Brazil’s economy ministry has revised its export figures for the second time in less than a week, casting doubt on key data releases and leaving analysts wondering whether they should still trust the reliability of Brazilian statistics.

Doubts surfaced last week when the country’s currency was hit by central bank figures showing a sharp deterioration in Brazil’s current account balance in the period January to October, driven by a slide in exports.

But the currency recovered on Thursday when the Ministry of Economy revealed that exports in the first four weeks of November were not, as previously stated, a disappointing $9.7bn, but a much better $13.5bn.

The controversy has continued this week. On Monday night, the economy ministry said its error had been caused by a failure to record large numbers of declarations by exporters for the past three months, and that exports in September and October had also been under-reported, by $1.37bn and $1.35bn respectively.

That was followed on Tuesday by better than expected data for third-quarter gross domestic product — compiled before Monday’s revised trade figures became available.

“The GDP numbers showed a pretty significant contraction in exports in the third quarter, so maybe that will be revised as well,” said Gustavo Rangel, chief economist for Latin America at ING Financial Markets in New York.

He said the GDP data, although better than expected, had raised doubts among some analysts because of an unusually large figure for company inventories, a negative indicator for economic activity. It was possible, he said, that some of the inventory had in fact been exported, but it was not yet possible to tell.

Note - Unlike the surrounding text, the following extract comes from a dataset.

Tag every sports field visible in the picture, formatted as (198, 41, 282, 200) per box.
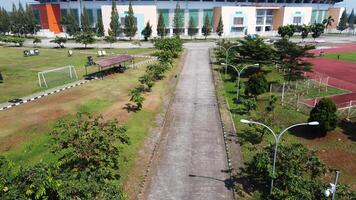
(0, 47, 154, 103)
(305, 44, 356, 107)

The recent revisions and the possibility of more to come have raised doubts for the first time about Brazilian data, long seen as an example of timeliness and transparency among emerging nations.

The Brazilian Institute of Geography and Statistics said it might have to revise the third-quarter data but would normally do so only a year from now. However, given the magnitude of the economy ministry’s error, it was possible that a revised number would be released along with the fourth-quarter figures, scheduled for early March.

The economy ministry said it was satisfied that the revised data on exports reflected the true position and stressed that it operated a policy of full transparency and good practice.

The IBGE said GDP rose 0.6 per cent in the third quarter compared with the second, and by 1.2 per cent compared with the third quarter last year, comfortably beating analysts’ expectations. However, it said exports of goods and services fell sharply, by 2.8 per cent from the second quarter.

The real advanced from R$4.22 to the dollar at Tuesday’s open to R$4.19 after the data release, before giving up some gains in later trading.

Last week’s moves were even sharper. The real started the week at about R$4.20 to the dollar and plunged to a record low of almost R$4.28 on Tuesday before rebounding to R$4.18 on Friday.

“The real sold down because of the sharp erosion of the trade balance and the current account, which would mean the underpinnings of the currency were weaker,” said Alberto Ramos, an analyst at Goldman Sachs in New York. “People certainly made or lost money” as a result of the confusion over the true state of exports, he added.

He said there was no suspicion that the data had been manipulated but that the incident had nevertheless raised various concerns.

“This is a big mistake,” he said. “I don’t think there is any foul play, just incompetence or negligence at a time when markets are getting anxious about the erosion of trade.”

Mr Rangel at ING said the true explanation was more likely to be that Brazil’s economy ministry — a “super ministry” created this year by merging the finance ministry with other parts of the government’s economic administration — had fallen victim to its own cost-cutting measures. “They can’t hire and a lot of people are retiring, so they are stretched,” he said.

“How does the public sector function when the fiscal accounts are so tight? There is even the risk of a government shutdown next year if they are unable to cut other spending.”